What current crop of conductors are carrying the torch for American composers? That's the question.

Daverz

Quote from: Mirror Image on January 16, 2015, 06:55:49 PM
What current crop of conductors are carrying the torch for American composers? That's the question.

It does seem that the sources for new recordings of mid-20th Century American symphonists have dried up.

Cato

Quote from: Mirror Image on January 16, 2015, 06:55:49 PM
What current crop of conductors are carrying the torch for American composers?
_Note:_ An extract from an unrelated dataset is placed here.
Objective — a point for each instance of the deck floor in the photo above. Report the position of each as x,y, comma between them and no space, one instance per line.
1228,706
That's the question.

Excellent question.

Quote from: Daverz on January 16, 2015, 07:18:19 PM
It does seem that the sources for new recordings of mid-20th Century American symphonists have dried up.

To be sure, there could be a reason why few recordings are available: a good number of composers back then cranked out "15-minute symphonies" of little interest.  (That is a paraphrase of criticism I read in the 1970's.)  Certainly some gems are there, like Shapero's!
"Meet Miss Ruth Sherwood, from Columbus, Ohio, the Middle of the Universe!"

- Brian Aherne introducing Rosalind Russell in  My Sister Eileen (1942)

Daverz

Quote from: Cato on January 17, 2015, 04:55:40 AM
a good number of composers back then cranked out "15-minute symphonies" of little interest.

Yes, but so did many European composers, and they still get championed by Chandos, Dutton, CPO, Bis, Hyperion, DaCapo, Ondine, etc.  I'm not blaming them (and some European labels have recorded obscure American symphonists, e.g. CPO's Antheil series).  Obviously the US does not have the kind of governmental and non-govermental support for the arts that these labels rely on for sponsorship of recordings by native composers, and we shouldn't expect them to do the job of championing dead American composers.  But I wish they would, since I know my own country just doesn't value it's past very much.